Just because it’s winter does not mean your dog should be cooped up inside all day. This can be bad for their joints and muscles, their weight, and their mental health.  Because of the cold weather, you’ll want to minimize the time spent outside. A walk for half an hour will do the trick. Consider buying them snow booties and a winter coat if your dog doesn’t have double coat fur.

Don’t be afraid to get them up and moving indoors, too. Who says you can’t teach an old dog new tricks? Spend some time teaching new tricks and commands. It may take a little more patience than before but will be a good way to get them up and stimulated.

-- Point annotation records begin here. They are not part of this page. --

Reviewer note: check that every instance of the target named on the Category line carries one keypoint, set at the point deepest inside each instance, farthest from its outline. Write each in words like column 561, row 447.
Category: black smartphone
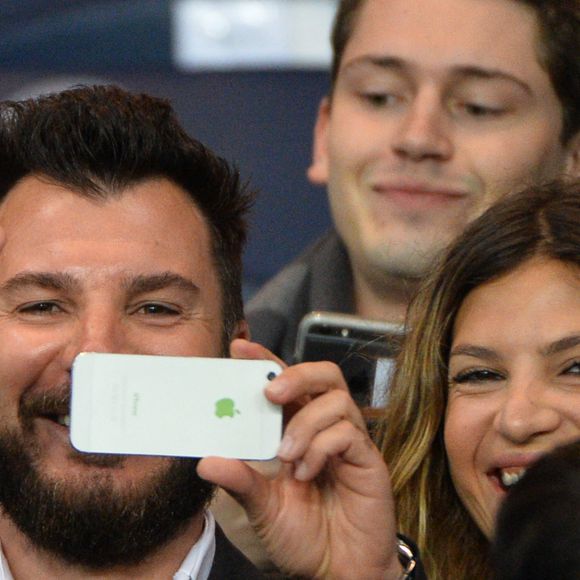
column 364, row 349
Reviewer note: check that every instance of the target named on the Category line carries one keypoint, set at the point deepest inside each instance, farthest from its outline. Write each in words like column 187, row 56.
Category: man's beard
column 89, row 521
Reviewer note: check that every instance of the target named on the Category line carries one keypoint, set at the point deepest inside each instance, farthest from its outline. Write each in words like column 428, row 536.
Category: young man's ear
column 318, row 170
column 572, row 168
column 241, row 330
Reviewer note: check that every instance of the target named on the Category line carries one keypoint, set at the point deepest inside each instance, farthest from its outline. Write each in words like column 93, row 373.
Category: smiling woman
column 489, row 379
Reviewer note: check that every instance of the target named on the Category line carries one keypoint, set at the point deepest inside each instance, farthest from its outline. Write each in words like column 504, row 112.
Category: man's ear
column 241, row 330
column 572, row 168
column 318, row 170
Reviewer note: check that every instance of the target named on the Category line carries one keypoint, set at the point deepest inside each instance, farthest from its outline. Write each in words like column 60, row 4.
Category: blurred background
column 245, row 77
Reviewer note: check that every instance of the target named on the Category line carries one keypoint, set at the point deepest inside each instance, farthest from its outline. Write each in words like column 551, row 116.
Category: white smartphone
column 176, row 406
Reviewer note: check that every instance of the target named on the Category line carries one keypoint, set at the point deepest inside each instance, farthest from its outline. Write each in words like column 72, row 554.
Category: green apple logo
column 225, row 408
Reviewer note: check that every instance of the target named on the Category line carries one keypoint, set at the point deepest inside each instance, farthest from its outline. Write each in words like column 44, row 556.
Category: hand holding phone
column 176, row 406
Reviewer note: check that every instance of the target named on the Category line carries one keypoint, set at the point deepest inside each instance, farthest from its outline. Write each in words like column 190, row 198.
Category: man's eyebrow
column 561, row 345
column 461, row 71
column 474, row 351
column 143, row 283
column 48, row 280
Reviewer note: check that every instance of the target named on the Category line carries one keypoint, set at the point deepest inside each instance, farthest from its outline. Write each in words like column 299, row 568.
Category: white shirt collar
column 196, row 566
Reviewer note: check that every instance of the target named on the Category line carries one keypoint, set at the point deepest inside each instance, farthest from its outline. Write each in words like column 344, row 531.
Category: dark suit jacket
column 229, row 563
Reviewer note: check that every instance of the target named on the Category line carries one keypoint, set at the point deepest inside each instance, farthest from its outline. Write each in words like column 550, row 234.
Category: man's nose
column 100, row 330
column 526, row 412
column 424, row 132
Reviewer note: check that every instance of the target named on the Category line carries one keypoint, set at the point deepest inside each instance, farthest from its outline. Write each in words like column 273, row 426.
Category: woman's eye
column 573, row 369
column 476, row 376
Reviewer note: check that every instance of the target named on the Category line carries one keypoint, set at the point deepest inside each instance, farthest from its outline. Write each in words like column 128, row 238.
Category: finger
column 318, row 415
column 245, row 349
column 246, row 485
column 304, row 381
column 342, row 440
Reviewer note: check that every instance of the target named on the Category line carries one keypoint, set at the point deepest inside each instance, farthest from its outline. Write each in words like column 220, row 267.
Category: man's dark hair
column 558, row 49
column 538, row 528
column 99, row 140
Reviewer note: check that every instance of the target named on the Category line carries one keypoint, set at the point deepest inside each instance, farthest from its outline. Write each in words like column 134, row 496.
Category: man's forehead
column 151, row 227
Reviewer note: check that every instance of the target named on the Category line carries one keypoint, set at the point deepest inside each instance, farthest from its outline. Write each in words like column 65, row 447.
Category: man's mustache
column 55, row 401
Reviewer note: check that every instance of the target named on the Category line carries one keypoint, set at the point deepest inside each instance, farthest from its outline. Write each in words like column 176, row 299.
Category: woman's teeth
column 510, row 477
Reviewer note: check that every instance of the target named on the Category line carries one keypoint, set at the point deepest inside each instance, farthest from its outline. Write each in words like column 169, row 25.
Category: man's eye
column 157, row 309
column 476, row 376
column 40, row 308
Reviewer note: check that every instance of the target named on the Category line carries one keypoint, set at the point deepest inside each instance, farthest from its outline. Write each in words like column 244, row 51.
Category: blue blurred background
column 244, row 76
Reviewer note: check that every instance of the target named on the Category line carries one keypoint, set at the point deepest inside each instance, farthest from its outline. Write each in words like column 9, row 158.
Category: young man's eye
column 481, row 110
column 379, row 99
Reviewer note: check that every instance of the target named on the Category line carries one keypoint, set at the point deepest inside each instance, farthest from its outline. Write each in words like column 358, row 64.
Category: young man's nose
column 424, row 132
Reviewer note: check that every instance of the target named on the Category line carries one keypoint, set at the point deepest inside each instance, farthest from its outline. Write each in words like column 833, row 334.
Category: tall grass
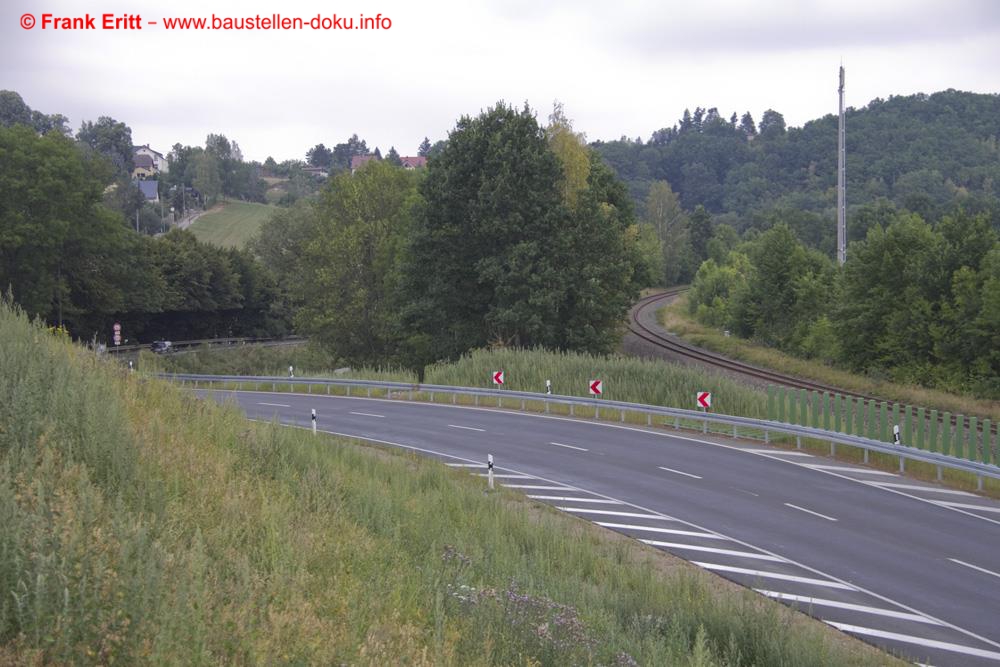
column 140, row 525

Another option is dispensing their food throughout the day. This will make them move around and get up for their meals more often. Remember to not push them through the pain, and let them take their time.


elderly dog care

Comfort in winter is very important. Elderly dogs become more frail and susceptible to colder temperatures, so it’s essential that they have a warm bed available. The bed should be soft to help protect their joints and bones. If your dog suffers from arthritis or serious joint problems, consider a memory foam bed. Raised dog beds also help with support and keeping your dog off the cold floor.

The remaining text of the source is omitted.